Когда они сидели в машине, Мирослава спросила Мориса:
– Вот скажи, ты бы надел летом плащ, пусть и легкий?
– Так дождь был…
– Ну и что?!
– В общем-то, наверное, нет, ограничился бы зонтом.
– Вот и я о том же. Следовательно, она заранее планировала.
Морис пожал плечами.
Вечером приехал Шура и сообщил, что испытывает двойственное чувство. С одной стороны, ликование, потому как дело близится к развязке. А с другой стороны, некоторую печаль. Мирослава не стала спрашивать о причине его печали. Она о ней догадывалась, так как и сама испытывала нечто подобное.
Подводя итог, Наполеонов сказал:
– На листках письма отпечатки двоих людей, покойного Артема Солодовникова и, надо думать, Александры Калитиной. Последние обнаружены на руле машины Шиловского и на других внутренних частях его автомобиля. Она даже не потрудилась стереть их.
– Наверное, ей было все равно, – тихо обронил Морис.
– То есть?
Миндаугас ничего не ответил, ему не хотелось объяснять, что с потерей любимого человека окружающий мир перестает существовать для любящего. Мирослава поняла, что он имел в виду.
А Шура сказал:
– Возможно, она была уверена, что мы на нее не выйдем. А пальчиков ее в базе нет. Так что, если бы не письма, нам и сравнивать было бы не с чем.
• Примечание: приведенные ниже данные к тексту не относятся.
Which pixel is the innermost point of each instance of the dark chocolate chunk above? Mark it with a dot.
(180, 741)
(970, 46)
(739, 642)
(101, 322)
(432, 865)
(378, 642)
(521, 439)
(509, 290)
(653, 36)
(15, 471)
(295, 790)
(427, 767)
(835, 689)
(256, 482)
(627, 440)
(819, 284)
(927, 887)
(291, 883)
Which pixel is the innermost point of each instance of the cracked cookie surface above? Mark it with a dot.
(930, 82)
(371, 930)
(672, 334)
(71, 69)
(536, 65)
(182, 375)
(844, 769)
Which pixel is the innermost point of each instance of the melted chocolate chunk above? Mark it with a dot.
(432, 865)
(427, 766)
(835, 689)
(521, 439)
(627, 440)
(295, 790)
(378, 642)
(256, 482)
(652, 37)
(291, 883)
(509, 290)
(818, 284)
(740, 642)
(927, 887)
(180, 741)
Теперь дело стало за тем, чтобы найти и задержать гражданку Калитину. – При этом Наполеонов не сводил глаз с детектива.
– Шура, – попросила Мирослава, – не смотри ты на меня жалостливыми щенячьими глазами. Мне, конечно, нисколько не жаль денег такого клиента, как Эдуард Бенедиктович Шиловский, и я могу нанять спецов, которые отыщут Калитину. Она ведь обычная девушка, а не спецагент, и поэтому надежно спрятаться не сумеет. Да и не думаю, что она готова провести всю свою жизнь в подполье.
– И что же ты предлагаешь? – спросил Наполеонов.
– Порадеть о престиже полиции. У вас есть не просто фоторобот Александры Калитиной, а ее портрет. Состарьте его слегка и разместите всюду, где возможно. Объявите вознаграждение тому, кто укажет ее место нахождения.
– Опять деньги государственные, – сокрушенно вздохнул Наполеонов.
– Да, не плачься ты! Стрясу я эти деньги с Шиловского.
– Ну, коли так… – задумчиво проговорил Наполеонов, и по его лицу стало видно, что он принял решение. Уже перед тем как отправиться спать, Наполеонов неожиданно спросил Волгину:
– Как ты думаешь, почему Александра писала Артему бумажные письма? Ведь проще было бы переписываться по мылу.
Мирослава вздохнула и сказала:
– Конечно, проще. Но только я думаю, что переписка у них была не обоюдной…
– То есть?
– Писала только Саша. Я уверена, что Артем ей не отвечал.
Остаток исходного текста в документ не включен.